お次はダンジョン攻略です
それからも狐はちょいちょい現れた。
具体的に言うといなりの試作の時は必ず現れるし、風呂だとか買い出しだとかちょいちょい一緒に行動するのである。
そのたびにまぁ……あれだ。他の人達が凄い表情で狐の事を見ているのである。
と言ってもそれは宿に居る人達だけであり、街では流石に普通の狐として扱っているが。
偶然アセナと狐が鉢合わせした時、アセナが思いっきり狐に対して威嚇した。
それはもう宿どころか国中がパニックになるレベルでの威嚇だったので狐は全力で逃げ出した。

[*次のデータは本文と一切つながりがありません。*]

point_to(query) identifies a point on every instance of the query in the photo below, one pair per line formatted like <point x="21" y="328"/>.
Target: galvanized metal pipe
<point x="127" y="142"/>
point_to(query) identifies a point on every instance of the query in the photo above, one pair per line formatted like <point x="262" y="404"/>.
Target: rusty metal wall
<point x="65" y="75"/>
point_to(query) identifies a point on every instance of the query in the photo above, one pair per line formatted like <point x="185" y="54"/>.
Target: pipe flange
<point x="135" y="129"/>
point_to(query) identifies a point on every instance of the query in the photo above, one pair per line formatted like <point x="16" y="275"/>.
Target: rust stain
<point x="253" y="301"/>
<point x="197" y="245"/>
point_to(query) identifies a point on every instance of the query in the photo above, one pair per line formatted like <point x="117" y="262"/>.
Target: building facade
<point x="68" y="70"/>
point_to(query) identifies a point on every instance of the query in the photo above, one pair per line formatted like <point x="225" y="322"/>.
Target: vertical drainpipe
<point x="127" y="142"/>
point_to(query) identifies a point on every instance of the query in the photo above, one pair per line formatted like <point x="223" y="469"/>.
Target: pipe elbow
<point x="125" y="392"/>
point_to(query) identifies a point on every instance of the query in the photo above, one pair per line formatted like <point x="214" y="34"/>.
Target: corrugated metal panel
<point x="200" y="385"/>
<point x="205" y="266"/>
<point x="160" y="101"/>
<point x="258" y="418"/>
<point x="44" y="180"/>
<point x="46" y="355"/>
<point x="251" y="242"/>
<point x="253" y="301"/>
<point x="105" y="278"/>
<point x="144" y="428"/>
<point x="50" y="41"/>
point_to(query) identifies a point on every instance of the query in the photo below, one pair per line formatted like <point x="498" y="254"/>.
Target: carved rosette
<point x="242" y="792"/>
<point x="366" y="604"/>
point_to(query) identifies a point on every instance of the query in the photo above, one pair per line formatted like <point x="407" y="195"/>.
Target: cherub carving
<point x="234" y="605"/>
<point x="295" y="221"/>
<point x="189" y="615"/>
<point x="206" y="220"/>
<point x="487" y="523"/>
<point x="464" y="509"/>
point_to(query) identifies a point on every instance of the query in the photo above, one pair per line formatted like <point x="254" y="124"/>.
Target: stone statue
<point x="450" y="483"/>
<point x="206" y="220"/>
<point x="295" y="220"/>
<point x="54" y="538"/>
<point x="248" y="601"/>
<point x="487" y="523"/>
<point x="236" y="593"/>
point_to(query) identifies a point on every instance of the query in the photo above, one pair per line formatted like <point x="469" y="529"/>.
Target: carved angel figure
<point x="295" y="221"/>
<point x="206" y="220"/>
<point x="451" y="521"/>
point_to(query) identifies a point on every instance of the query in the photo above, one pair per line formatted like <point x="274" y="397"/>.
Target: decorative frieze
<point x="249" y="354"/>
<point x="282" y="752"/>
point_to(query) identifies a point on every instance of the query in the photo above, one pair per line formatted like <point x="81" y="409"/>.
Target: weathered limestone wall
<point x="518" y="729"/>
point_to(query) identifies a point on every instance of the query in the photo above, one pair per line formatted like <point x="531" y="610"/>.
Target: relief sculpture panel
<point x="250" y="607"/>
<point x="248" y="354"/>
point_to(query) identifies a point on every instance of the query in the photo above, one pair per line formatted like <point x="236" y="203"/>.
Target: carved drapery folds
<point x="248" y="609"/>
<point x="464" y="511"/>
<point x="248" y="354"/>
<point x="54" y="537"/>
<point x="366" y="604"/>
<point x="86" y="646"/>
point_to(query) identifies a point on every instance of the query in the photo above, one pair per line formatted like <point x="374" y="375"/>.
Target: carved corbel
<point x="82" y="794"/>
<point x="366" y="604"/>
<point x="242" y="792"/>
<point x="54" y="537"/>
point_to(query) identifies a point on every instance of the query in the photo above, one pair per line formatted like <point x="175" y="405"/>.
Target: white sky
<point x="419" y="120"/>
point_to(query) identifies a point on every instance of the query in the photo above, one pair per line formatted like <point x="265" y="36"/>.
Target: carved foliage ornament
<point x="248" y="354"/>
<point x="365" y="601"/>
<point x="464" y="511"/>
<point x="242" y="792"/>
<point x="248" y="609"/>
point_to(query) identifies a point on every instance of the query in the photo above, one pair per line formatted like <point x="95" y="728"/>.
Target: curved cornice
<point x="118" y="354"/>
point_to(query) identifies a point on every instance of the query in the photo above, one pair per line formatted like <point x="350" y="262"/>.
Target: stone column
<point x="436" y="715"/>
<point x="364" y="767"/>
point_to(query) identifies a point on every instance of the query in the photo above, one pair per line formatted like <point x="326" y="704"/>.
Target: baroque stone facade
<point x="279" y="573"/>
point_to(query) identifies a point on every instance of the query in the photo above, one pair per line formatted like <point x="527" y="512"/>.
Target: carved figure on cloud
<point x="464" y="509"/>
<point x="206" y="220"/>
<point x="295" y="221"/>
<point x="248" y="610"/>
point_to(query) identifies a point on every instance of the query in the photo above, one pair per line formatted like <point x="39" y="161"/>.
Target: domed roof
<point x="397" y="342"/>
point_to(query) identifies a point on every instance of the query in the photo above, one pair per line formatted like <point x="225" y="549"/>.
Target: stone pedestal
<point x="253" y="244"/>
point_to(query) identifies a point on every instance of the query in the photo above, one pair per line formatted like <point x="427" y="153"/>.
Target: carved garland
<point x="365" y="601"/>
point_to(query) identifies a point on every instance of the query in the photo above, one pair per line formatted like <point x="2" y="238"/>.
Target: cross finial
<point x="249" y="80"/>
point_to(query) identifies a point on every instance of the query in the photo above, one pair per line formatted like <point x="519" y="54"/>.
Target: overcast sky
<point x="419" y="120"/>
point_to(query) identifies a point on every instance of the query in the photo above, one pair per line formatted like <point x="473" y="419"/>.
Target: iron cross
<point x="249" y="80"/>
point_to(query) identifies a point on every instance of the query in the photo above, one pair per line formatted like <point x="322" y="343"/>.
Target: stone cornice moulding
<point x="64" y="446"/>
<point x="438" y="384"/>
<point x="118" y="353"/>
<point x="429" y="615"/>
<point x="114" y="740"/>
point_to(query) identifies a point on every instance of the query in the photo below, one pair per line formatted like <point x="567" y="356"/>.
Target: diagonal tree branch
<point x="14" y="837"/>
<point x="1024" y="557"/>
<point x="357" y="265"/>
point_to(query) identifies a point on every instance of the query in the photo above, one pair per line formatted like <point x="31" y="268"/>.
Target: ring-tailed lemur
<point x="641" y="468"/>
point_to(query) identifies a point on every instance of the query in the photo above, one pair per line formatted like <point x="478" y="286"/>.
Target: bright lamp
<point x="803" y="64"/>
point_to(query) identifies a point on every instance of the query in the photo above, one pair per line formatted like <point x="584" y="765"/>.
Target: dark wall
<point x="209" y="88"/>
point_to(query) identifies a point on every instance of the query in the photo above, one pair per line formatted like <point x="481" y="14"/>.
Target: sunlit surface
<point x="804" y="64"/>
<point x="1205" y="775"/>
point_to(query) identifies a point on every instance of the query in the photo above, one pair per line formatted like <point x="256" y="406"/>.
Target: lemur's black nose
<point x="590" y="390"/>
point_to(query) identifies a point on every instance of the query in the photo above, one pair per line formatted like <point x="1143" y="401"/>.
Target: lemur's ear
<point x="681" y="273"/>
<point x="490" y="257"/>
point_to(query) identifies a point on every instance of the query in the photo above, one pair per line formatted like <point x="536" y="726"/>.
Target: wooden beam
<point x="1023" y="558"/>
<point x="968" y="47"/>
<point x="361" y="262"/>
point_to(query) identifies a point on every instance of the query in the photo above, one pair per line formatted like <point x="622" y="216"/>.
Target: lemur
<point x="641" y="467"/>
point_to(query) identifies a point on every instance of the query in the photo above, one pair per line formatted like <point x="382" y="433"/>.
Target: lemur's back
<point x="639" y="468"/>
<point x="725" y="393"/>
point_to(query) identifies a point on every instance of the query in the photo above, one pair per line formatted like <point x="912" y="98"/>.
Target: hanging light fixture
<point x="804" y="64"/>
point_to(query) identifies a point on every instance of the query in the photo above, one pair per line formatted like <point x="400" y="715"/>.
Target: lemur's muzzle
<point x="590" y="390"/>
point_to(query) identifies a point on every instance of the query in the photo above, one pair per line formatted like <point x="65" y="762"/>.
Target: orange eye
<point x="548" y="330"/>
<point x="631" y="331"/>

その後は将軍とか宮司さんとか色々偉い人とかノーマ国王の近衛兵とか色々来るほどの大騒ぎだったので、アセナにはやり過ぎた罪でしばらく大人しくしてもらう。
で、もう完全にバレたと思ったのか、狐は今現在俺達と同じ大部屋で朝食を食べている。
それからいい加減はっきりさせよう。
「おい狐。お前が狐の真祖でいいんだよな?」
そう朝食を食べながら言うと狐はあっさりと肯定した。
『そうだよ。私が狐の真祖です♪』
何と言うか……今の一言だけで相当ウザい事は予想できてしまった。
これ多分マコトに近い性格してるよ。とにかくウザくて気に入らないタイプと言うのはよく分かる。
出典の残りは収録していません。